Fue el cambio de moneda más importante de la historia, que afectó a 308 millones de personas. A la vez, como se ufanan los responsables del Banco Central Europeo en su página web, la aparición del euro significó una proeza técnica, que algunas cifras pueden ilustrar: se imprimieron casi 15 mil millones de billetes en distintas plantas del continente por 633 mil millones de euros. Y se acuñaron 52 mil millones de monedas, para lo cual se usaron 250 mil toneladas de metal.
El esfuerzo logístico tuvo un final exitoso. Muchos recordarán las crónicas festivas que daban cuenta de las multitudes de europeos que se congregaron en los cajeros automáticos para retirar los billetes calentitos y poder palpar por fin aquella novedad tan comentada.
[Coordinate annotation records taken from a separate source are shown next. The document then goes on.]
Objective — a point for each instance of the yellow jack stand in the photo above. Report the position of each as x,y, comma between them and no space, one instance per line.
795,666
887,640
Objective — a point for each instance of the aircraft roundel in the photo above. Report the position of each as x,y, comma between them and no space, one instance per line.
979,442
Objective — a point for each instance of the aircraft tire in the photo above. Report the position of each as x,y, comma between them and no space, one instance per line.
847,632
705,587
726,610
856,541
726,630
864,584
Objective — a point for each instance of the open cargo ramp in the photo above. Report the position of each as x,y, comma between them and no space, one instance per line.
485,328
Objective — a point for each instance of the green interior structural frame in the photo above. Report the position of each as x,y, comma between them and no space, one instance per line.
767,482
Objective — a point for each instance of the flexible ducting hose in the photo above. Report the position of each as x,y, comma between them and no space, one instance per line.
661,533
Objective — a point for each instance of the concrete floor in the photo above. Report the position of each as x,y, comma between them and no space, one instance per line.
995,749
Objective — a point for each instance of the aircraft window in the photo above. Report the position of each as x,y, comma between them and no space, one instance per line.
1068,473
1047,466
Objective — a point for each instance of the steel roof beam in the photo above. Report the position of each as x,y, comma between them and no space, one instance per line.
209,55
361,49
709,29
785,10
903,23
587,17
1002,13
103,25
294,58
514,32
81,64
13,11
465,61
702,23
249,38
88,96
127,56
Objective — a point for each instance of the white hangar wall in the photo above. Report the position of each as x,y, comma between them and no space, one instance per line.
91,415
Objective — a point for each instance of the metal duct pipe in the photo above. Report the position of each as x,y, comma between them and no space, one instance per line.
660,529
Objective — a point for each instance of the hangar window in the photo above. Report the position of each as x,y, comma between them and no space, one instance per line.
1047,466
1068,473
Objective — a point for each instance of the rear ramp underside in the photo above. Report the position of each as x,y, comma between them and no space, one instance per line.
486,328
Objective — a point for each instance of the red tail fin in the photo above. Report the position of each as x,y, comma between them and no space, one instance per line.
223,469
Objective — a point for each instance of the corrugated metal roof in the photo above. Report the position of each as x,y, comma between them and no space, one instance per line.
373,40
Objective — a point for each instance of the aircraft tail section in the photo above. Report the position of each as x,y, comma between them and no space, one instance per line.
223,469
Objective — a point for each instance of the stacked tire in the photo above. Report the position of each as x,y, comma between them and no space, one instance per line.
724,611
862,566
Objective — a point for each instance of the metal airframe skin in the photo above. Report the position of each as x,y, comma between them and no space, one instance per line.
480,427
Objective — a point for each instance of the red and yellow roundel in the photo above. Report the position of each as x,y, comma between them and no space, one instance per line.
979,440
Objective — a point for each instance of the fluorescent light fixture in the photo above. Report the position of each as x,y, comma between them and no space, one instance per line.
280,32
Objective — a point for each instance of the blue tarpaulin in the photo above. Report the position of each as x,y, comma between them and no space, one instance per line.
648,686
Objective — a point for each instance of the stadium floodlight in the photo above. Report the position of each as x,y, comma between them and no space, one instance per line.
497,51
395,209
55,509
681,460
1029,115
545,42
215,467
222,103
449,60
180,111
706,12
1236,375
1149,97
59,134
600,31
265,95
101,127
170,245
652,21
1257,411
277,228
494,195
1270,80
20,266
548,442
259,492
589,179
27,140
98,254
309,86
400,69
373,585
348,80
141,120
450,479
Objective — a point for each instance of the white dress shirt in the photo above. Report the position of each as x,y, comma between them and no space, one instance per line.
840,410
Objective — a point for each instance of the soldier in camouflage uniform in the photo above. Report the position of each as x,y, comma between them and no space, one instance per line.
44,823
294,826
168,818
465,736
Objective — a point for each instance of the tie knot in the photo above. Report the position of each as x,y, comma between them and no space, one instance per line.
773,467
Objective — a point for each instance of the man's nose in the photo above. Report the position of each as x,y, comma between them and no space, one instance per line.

Al margen de sus ventajas, los flamantes papeles les arrebataban a las sociedades parte de su identidad. Fue el adiós a la lira, al marco alemán, al franco francés, a la peseta, entre otras monedas que paulatinamente (dos meses convivieron con el euro) dejaron de existir.
Mucho antes de que el euro viera la luz en forma de billete (acaso demasiado ancho y de escaso largo) con una cotización de 0,90 dólar, la idea de una divisa continental frecuentaba las reuniones de los líderes europeos. Y su feliz concreción, el primer día de 2002, marcó el fin de un largo proceso que reconoce diversas etapas.
En 1979 se dispuso el Sistema Monetario Europeo (SME) como manera de unir las monedas para defenderse de las grandes fluctuaciones cambiarias producidas por la crisis del petróleo, entre otros cimbronazos financieros de la década del setenta. Se estipuló un valor de referencia surgido de una canasta de monedas regional llamado European Currency Unit (ecu).
El ecu es el antecedente del euro, nombre que se instaló, a propuesta de Alemania, en 1995. Fue en una cumbre en Madrid, donde, entre otras medidas, se estableció un tiempo de transición hasta que el euro se transformara en moneda de circulación.
En 1999 se adoptó el euro como dinero no efectivo, por lo que pasó a ser una moneda virtual para los entonces once países de la llamada zona euro: Austria, Bélgica, Finlandia, Francia, Alemania, Irlanda, Italia, Luxemburgo, los Países Bajos, España y Portugal. Las empresas ya podían hacer operaciones denominadas en euros, y en las cuentas bancarias aparecía el valor en euros junto a las monedas nacionales que todavía regían.
Para que el euro llegara a los cajeros automáticos, los estados en cuestión se comprometieron a acatar los “criterios de convergencia” del Tratado de Maastricht referidos a tasas de interés, inflación y deuda pública. A dieciséis años de su estridente debut en la economía mundial, se puede decir que el destino de la zona euro no ha sido tan homogéneo como hizo pensar aquel proyecto unificador.
Con el liderazgo muy claro de Alemania y el sufrimiento de socios menores como Grecia, la familia europea afronta con costos sociales muy distintos los períodos de crisis.